Long Beach Polytechnic.

“When you consider the man who recruited them, Steve Broussard, left for UCLA

when Erickson was fired, that’s pretty amazing,” Rabino said. “The fact that

he’s establishing West Coast ties can be seen in the fact that he has preserved

some pretty good California players.”

For those who left, there has been some conjecture that Graham’s nomadic

reputation has hurt him. But Karpman said only one of the ASU’s decommitments,

Hansbrough, cited that as a reason.

“I don’t think anybody should be so naive to think there weren’t Pac-12 teams

that brought up Graham’s nomadic reputation in recruiting battles,” Rabino

added. “Negativity has always been a part of recruiting and it always will be,

but everybody does it, so how much of an effect it has is hard to say.”
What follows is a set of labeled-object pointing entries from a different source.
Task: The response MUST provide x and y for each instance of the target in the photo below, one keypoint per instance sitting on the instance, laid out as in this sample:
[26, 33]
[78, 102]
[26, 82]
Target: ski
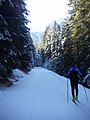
[74, 102]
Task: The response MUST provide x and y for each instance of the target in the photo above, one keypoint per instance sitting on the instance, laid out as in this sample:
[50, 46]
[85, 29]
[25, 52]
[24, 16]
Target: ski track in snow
[42, 95]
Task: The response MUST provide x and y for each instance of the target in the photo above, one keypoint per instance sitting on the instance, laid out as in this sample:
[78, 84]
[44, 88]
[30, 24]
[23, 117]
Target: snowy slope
[42, 95]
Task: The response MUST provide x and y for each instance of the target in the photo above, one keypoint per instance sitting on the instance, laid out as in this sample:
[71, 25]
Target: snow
[42, 95]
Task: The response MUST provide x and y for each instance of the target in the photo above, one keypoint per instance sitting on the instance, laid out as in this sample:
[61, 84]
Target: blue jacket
[74, 68]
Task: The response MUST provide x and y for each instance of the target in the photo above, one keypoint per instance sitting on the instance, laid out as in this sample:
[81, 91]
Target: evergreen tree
[16, 45]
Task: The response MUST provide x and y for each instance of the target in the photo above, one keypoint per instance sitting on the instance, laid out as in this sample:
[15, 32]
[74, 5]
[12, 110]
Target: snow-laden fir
[42, 95]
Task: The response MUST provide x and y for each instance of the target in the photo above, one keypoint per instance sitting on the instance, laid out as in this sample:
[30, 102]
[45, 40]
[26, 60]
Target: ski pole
[85, 93]
[67, 90]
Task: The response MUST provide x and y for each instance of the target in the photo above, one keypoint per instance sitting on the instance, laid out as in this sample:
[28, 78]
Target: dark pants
[74, 87]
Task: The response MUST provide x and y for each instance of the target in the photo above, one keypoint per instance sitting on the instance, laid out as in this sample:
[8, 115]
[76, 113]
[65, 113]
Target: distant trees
[16, 45]
[51, 47]
[70, 42]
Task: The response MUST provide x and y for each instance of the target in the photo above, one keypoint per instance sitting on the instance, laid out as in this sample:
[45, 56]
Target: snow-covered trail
[42, 95]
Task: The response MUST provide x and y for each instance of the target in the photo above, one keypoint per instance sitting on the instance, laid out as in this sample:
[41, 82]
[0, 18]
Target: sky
[43, 12]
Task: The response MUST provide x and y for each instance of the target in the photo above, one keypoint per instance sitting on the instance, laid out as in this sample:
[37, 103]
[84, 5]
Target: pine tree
[16, 45]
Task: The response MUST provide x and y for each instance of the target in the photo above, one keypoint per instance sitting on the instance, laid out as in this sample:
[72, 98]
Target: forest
[69, 42]
[61, 44]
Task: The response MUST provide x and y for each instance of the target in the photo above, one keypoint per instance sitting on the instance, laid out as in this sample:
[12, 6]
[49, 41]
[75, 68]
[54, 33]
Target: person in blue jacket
[74, 74]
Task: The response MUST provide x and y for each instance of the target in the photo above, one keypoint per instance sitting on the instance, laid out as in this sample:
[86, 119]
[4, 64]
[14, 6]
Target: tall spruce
[16, 45]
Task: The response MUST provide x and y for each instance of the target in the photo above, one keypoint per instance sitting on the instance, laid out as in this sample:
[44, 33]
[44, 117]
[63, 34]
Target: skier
[73, 74]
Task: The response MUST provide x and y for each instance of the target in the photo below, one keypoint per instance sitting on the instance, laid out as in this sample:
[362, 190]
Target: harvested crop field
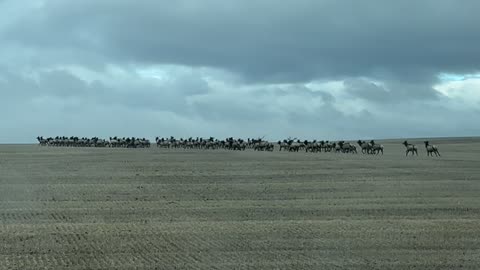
[94, 208]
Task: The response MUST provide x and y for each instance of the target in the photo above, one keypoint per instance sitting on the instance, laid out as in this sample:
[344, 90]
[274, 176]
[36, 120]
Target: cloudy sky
[326, 69]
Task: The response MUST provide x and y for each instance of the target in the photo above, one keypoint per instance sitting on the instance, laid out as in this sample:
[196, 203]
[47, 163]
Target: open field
[94, 208]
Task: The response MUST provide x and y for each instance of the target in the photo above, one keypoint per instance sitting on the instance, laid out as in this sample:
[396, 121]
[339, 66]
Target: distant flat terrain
[102, 208]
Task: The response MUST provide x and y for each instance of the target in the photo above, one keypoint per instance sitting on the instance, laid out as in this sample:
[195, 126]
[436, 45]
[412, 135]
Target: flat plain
[105, 208]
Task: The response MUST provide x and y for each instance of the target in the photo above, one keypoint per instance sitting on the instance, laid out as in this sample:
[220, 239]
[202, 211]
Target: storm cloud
[317, 69]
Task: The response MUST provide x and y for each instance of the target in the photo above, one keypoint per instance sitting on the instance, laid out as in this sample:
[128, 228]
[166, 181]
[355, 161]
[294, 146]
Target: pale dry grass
[79, 208]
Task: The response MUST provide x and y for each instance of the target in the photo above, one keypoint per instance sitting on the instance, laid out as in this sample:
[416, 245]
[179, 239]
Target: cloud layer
[316, 69]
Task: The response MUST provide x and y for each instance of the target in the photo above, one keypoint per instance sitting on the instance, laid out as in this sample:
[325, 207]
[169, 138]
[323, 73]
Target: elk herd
[287, 145]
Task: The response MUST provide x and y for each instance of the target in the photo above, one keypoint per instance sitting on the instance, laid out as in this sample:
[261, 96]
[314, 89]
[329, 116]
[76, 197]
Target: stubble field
[86, 208]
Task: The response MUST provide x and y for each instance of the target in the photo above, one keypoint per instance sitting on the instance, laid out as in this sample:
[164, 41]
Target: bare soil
[86, 208]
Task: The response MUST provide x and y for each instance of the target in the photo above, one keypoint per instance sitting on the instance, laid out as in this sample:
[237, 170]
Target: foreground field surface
[85, 208]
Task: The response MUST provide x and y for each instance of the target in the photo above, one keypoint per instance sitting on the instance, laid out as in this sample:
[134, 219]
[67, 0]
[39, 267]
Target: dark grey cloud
[268, 40]
[313, 68]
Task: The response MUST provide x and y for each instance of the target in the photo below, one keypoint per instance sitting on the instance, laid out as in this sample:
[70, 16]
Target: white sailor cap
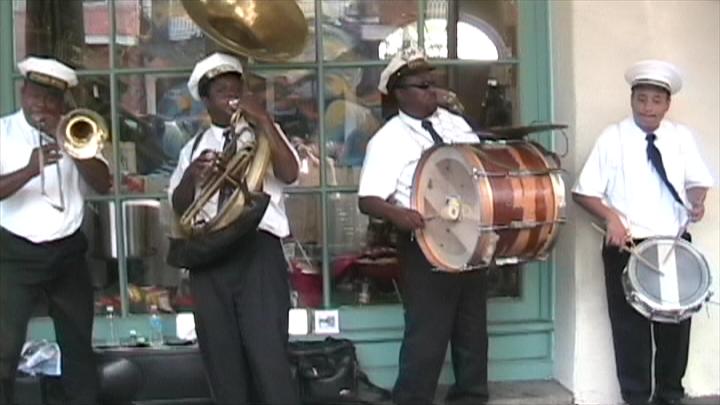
[210, 67]
[48, 72]
[655, 72]
[409, 60]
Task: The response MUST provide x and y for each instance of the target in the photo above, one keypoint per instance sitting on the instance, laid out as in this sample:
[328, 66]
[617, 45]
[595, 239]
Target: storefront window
[134, 58]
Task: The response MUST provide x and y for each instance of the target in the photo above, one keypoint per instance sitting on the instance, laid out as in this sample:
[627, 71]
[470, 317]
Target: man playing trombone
[42, 193]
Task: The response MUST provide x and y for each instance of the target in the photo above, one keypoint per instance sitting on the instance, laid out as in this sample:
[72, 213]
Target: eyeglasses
[422, 86]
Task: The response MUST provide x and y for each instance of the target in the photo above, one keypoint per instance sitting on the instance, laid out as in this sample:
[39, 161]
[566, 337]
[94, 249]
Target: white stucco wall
[593, 43]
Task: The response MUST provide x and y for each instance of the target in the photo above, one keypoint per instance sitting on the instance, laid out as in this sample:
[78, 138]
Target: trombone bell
[82, 133]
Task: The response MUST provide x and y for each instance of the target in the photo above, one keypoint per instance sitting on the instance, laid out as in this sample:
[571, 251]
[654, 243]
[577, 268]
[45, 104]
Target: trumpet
[81, 134]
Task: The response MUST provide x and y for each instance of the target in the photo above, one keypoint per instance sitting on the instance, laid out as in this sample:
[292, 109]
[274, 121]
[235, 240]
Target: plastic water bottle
[156, 333]
[113, 335]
In this instance, Huffman said Graham’s timing helps.

“Take a look around the Pac-12,” Huffman said. “There was so much coaching

turnover this year that you really can’t call anybody a stable guy. It’s hard

to call anybody a nomad when the entire conference, and in many ways, the

entire college football world is full of nomads.

“I think we’re a short-term memory society anyway and this will be forgotten,

but if there were ever a year for Todd Graham to come in, this was it.”